Wegweiser im Schwarzwald


Mehr als 300 Touristiker aus der Ferienregion erörterten am Mittwoch in Müllheim im Markgräflerland touristische Zukunftsfragen für den Schwarzwald. Das Jahrestreffen der 320 Mitgliedsgemeinden der Schwarzwald Tourismus GmbH (STG) stand unter dem Motto „Aufbruch 2020“. Kernthemen waren die geänderten Bedürfnisse von Urlaubern und die Frage, wie die Tourismusbilanz auch für die Zukunft gesichert werden könne.

Bei über 20 Mio. Übernachtungen in gewerblichen Betrieben mit mehr als neun Betten sei inzwischen wieder ein Niveau wie vor 25 Jahren erreicht. „Damals genügten jedoch 4,6 Mio. Urlauber, um diese Übernachtungszahlen zu erreichen, heute müssen die Touristiker dafür 7,4 Mio. Gäste begeistern“, stellte Aufsichtsratsvorsitzender Landrat Frank Scherer (Offenburg) fest. Seine Freiburger Kollegin Dorothea Störr-Ritter mahnte als Vorsitzende der Gesellschafterversammlung: „Tourismus ist auch im Schwarzwald kein Selbstläufer. Es ist eine große Herausforderung, am globalen Markt zu bestehen. Dazu könnten künftig die sportlichen Events und die Sportlerpersönlichkeiten der Region genau so beitragen, wie das regionale Brauchtum oder die Baukultur.“

„Der Schwarzwald ist in Deutschland hervorragend positioniert.

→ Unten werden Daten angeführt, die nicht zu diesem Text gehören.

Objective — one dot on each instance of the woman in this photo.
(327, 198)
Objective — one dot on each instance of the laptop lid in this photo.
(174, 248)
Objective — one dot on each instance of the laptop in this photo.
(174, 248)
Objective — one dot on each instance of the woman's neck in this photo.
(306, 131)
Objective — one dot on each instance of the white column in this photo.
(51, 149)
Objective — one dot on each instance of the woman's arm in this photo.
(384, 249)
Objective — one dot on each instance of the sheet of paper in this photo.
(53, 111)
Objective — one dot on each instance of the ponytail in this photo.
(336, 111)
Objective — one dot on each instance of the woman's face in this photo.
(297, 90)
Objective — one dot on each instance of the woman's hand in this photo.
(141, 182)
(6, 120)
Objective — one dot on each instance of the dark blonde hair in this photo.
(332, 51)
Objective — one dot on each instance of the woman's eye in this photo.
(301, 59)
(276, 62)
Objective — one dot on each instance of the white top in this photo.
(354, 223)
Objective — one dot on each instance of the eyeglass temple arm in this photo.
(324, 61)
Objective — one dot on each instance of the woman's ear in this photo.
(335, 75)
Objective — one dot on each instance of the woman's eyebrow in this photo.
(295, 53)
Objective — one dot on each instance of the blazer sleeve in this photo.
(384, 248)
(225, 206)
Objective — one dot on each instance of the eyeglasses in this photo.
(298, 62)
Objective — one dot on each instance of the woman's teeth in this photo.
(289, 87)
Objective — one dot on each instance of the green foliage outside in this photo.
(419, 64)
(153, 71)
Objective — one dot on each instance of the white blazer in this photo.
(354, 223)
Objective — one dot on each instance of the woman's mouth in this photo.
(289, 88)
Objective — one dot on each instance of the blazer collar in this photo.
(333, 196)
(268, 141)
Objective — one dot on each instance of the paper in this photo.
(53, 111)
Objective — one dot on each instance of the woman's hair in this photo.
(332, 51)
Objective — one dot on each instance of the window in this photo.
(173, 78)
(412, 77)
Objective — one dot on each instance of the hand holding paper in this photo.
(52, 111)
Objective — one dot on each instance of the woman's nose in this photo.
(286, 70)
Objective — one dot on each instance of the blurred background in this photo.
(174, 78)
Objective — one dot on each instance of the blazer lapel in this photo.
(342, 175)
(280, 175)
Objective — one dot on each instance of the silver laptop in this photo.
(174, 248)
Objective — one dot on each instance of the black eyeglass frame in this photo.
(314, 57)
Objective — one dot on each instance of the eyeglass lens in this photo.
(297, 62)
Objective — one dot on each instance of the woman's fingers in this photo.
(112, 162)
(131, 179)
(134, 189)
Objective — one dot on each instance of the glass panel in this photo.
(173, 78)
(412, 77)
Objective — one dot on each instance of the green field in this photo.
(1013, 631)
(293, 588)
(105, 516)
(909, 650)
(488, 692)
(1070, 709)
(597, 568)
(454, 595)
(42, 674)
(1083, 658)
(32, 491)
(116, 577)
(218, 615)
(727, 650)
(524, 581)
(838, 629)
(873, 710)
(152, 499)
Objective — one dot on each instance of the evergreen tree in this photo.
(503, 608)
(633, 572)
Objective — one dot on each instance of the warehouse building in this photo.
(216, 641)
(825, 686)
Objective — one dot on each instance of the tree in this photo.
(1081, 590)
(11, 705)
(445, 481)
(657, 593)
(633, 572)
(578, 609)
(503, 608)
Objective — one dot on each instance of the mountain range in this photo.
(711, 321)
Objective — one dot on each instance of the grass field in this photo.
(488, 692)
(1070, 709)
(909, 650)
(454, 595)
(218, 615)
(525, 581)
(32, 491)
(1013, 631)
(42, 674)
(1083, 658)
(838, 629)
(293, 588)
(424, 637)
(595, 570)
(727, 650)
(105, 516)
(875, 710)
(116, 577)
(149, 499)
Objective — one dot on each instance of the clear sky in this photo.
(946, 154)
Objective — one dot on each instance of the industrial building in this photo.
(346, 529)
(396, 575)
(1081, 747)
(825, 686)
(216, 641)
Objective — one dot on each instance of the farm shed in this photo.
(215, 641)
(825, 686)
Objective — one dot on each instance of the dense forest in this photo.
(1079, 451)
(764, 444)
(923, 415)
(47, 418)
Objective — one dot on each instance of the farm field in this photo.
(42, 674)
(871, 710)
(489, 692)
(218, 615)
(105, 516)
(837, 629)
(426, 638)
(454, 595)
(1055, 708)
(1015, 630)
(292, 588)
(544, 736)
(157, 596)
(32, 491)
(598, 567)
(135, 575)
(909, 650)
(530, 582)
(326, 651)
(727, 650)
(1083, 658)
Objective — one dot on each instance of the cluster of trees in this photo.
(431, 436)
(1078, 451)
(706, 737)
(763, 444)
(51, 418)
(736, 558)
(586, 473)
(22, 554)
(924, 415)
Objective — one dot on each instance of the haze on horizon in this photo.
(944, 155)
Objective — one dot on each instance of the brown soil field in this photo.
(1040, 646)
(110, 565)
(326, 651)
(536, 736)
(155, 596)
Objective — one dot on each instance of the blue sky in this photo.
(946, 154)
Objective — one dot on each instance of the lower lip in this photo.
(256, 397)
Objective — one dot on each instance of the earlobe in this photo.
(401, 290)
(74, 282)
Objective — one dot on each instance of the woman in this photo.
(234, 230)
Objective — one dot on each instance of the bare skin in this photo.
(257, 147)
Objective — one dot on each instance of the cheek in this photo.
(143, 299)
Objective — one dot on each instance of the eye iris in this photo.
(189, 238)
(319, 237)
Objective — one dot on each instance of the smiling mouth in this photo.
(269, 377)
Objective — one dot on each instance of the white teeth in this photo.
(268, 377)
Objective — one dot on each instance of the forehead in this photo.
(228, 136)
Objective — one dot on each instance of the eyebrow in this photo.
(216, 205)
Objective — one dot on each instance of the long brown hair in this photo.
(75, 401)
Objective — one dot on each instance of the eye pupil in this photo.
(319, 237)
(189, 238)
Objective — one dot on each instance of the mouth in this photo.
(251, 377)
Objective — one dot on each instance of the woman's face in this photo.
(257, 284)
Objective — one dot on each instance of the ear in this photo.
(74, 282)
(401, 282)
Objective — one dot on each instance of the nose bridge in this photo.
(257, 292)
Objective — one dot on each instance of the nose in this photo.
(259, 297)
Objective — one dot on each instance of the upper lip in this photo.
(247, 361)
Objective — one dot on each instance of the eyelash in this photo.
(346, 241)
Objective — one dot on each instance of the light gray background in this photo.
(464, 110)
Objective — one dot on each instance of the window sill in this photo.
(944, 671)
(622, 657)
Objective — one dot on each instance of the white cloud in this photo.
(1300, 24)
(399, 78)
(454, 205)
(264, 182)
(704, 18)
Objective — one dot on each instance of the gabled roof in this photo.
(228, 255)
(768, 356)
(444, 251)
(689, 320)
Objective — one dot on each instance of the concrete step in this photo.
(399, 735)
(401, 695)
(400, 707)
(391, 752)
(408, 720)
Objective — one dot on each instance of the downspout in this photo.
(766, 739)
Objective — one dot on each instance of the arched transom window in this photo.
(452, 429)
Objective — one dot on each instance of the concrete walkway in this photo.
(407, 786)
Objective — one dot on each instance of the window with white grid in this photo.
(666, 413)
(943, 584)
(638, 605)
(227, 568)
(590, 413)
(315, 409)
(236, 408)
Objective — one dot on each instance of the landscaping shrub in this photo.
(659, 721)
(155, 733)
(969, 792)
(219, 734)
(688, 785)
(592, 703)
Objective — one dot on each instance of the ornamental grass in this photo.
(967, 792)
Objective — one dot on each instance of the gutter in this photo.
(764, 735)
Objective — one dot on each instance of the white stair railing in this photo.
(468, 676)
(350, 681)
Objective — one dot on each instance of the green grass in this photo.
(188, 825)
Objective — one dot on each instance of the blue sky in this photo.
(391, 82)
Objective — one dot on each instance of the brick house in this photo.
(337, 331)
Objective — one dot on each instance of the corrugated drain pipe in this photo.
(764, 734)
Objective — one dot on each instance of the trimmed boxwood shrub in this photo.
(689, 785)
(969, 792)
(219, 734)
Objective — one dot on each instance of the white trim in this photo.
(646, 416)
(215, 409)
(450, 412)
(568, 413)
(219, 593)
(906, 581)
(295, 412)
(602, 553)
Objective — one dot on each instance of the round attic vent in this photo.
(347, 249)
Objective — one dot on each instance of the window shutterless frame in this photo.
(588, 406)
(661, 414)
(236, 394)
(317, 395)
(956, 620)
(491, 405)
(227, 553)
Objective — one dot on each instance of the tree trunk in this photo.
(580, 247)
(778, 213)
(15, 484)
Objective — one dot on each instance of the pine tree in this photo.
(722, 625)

Jeder zweite Bundesbürger hat schon mindestens ein Mal Urlaub im Schwarzwald gemacht. Es gilt jetzt, die richtigen Zielgruppen über die richtigen Themen noch stärker an die Region zu binden“, mahnte Prof. Dr. Bernd Eisenstein vom Institut für Management und Tourismus (IMT) der FH Westküste. Sein Institut habe gemeinsam mit den Gremien der STG neue Zielgruppen definiert und das Themenportfolio ausgeweitet. Künftig sollen im Marketing neben dem ursprünglichen und naturnahen Angebot auch Tipps für Familien, für Kultur- und Städtereisende und für Menschen, die Natur angeleitet erleben wollen, intensiver aufbereitet werden.

STG-Geschäftsführer Christopher Krull betonte bei der Vorstellung des Geschäftsberichtes für 2013 die intensivierten Werbemaßnahmen im Ausland. Krull: „Angesichts der immer kürzeren Aufenthaltsdauer deutscher Gäste sind nennenswerte Zuwächse bei den Übernachtungszahlen künftig hauptsächlich aus den Auslandsmärkten zu erwarten.“ In den statistisch erfassten Übernachtungsbetrieben kommen bereits mehr als 27 Prozent aller Gäste aus dem Ausland. Jede vierte Übernachtung ist ihnen zu verdanken.

Aufbruch 2020 - neue Strategien für den Schwarzwald

Die Marke Schwarzwald sei mit ihrer Neuausrichtung 2008/2009 bekannter und beliebter geworden. Das Interesse an Kurzreisen und Urlaub in der Region sei deutlich gestiegen. Das belegten die vergleichenden Analysen „Destination Brand“ des Instituts für Management und Tourismus der FH Westküste (ITM) mit der Gesellschaft für Konsumforschung (GfK).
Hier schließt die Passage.